The series of processes that take place in the development of any given task, no matter how mundane, are astonishing. For example, let us look at having a cup cup of coffee to kickstart the day. Leaving aside the decision-making involved in getting the right kind of beans and brewing them to our liking, simply picking up that mug is no small accomplishment. To carry out goal-directed movements, the brain’s motor cortex must first receive different kinds of information from its various lobes: context of the body’s position in space, plans for the goal to be attained, and an appropriate strategy for attaining it – as well as about memories of past strategies, and so on.

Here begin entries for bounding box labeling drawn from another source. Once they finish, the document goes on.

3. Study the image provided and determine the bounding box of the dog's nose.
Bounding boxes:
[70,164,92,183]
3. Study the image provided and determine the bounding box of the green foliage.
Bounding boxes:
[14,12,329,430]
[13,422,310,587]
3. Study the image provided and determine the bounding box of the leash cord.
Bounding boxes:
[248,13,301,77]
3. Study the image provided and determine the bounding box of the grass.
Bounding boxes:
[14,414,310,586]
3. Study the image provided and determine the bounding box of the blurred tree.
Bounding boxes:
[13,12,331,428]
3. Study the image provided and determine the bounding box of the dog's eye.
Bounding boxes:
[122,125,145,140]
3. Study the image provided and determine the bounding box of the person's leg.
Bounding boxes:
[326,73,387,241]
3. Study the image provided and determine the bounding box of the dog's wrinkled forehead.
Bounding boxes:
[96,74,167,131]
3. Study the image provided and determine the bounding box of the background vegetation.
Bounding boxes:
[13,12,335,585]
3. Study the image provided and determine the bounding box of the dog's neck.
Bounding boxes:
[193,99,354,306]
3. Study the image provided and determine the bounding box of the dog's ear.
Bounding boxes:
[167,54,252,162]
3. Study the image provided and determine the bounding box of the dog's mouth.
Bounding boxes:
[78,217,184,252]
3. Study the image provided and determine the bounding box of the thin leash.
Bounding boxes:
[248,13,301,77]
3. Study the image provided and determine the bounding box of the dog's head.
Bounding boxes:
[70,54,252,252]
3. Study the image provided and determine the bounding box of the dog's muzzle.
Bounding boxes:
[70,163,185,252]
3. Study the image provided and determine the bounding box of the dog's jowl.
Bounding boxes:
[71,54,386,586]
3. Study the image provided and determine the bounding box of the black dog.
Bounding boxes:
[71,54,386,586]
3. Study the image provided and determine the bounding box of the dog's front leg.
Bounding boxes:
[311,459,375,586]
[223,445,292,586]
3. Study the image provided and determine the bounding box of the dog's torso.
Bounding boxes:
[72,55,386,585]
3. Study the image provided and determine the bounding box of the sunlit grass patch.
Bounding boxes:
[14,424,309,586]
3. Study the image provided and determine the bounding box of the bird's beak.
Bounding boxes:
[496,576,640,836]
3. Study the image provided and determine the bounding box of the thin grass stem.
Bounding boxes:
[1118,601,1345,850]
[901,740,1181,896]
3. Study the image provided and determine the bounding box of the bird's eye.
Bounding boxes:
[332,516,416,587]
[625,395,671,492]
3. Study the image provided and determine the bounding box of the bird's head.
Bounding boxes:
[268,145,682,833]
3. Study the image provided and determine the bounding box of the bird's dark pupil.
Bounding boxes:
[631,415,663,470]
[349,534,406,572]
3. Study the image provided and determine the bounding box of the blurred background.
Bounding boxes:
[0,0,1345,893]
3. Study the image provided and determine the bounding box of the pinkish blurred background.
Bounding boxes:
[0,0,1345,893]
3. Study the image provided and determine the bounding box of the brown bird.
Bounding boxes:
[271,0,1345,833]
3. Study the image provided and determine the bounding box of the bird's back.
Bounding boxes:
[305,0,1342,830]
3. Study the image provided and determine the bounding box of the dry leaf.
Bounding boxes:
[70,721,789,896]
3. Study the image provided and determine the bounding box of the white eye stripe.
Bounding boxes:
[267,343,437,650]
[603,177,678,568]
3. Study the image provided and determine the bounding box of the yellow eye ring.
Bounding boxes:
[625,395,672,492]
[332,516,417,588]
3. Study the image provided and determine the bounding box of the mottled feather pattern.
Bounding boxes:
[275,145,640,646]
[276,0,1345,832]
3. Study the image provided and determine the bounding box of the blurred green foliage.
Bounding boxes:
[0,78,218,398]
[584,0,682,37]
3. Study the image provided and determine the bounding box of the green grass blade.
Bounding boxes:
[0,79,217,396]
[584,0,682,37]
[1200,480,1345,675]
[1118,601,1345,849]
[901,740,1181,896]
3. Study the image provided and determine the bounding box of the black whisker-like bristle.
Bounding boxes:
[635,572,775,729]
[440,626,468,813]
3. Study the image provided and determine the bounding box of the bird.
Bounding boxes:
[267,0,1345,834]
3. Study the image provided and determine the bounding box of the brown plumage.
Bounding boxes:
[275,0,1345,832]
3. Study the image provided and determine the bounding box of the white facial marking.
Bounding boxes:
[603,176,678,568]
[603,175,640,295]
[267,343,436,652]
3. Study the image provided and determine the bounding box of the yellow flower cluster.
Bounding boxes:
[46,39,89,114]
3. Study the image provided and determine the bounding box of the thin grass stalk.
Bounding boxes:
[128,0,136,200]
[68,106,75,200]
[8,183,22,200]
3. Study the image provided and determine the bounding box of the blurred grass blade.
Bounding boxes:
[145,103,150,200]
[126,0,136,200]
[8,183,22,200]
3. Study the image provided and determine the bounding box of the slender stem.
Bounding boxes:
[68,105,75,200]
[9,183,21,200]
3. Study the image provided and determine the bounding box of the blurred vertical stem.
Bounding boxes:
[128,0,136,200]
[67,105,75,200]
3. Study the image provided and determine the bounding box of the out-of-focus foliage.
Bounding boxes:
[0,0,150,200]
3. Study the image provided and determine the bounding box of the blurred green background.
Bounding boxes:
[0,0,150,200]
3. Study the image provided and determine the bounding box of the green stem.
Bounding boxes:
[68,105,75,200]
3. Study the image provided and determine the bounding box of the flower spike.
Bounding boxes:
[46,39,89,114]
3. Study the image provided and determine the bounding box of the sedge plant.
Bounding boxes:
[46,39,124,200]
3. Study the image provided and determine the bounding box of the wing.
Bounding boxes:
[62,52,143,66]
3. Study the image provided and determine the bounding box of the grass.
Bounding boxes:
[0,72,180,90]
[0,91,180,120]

This kind of motor-skills feat is exactly what robotics researcher Gideon Billings is working on: striving to teach movement to algorithms that will control robots in the future. When robots are launched to autonomously carry out missions gathering samples in challenging environments, they will need to be able to discern what tools to use, as well as how to use them. This task will be accomplished by breaking the complicated challenge into smaller goals. Billings’ focus is on the visual aspect of interacting with tools.
During ROV SuBastian’s dives,Billings has been able to gather useful data sets that he will feed to an algorithm which will ultimately enable robots to manipulate different tools in an optimal way. “My data set is focused on the detection of handles,” he explains. “Once you successfully identify a handle, you can attach any tool to it and use prior knowledge such as ‘I know this handle is attached to a scoop’ to inform how to use the tool inside a particular scene.”
Little by Little
It is a beginning step for a robot to detect what type of handle it is dealing with. It is another level for the technology to estimate the position of the handle in a given scene, automatically pick it up, and correctly use it. To feed this knowledge to the algorithm, Billings is taking advantage of AprilTags, which are essentially QR codes printed into square surfaces. AprilTags can be used in the development of augmented reality experiences, camera calibration, and of course, robotics. “You can detect these screens in an image, and because you know how they look like you can then know their 3D position and orientation by their size,” says Billings. “You can also get the tag’s ID, which is associated to a specific object.”
Dive after dive, Gideon Billings collects images of the AprilTags from different angles, using the fisheye camera outfitted in one of SuBastian’s arms. This is how, little by little, the team is able to train their algorithms into “knowing” how certain handles look in a particular scene, where they are, and how to interact with them.
The Full Loop
Since he is here, Billings is taking advantage of SuBastian’s dives to also collect data sets that will be useful in the development of other tasks, such as scene reconstruction.
Think of it as the overhead camera safety system in some cars: Once the driver engages the reverse gear, a render of the scene is displayed on a screen to help the driver maneuver without bumping into any nearby objects. “Scene reconstruction is a broader picture of the end goal,” Billings says. “There you would have the full loop: scene reconstruction, object identification in the scene, planning around the scene obstructions and then deciding how to grasp the objects.” Scene reconstruction would be a intermediate step designed to assist ROV pilots – it would show a computer rendered model of the vehicle within the scene, providing the pilots with a 3D visualization to help them move the vehicle’s arms to make a grasp, alerting them when they are about to hit something or are close to an obstruction (especially in tight places).
That is just the beginning. Recordings of the conversations between the scientists and the pilots will teach the algorithm about the thinking processes involved in the selection of certain objects or interesting features. Even the pilot’s eye motions and focus are documented using a special set of eye-tracking glasses while they control the ROV’s manipulator arms.
All of these data sets are fundamental building blocks in the construction of robust artificial intelligence, which one day will be able to explore the oceans and even other water worlds in our solar system. Yet the robots must first learn very basic skills, in order to build up from them. They first need to crawl before they can begin to walk.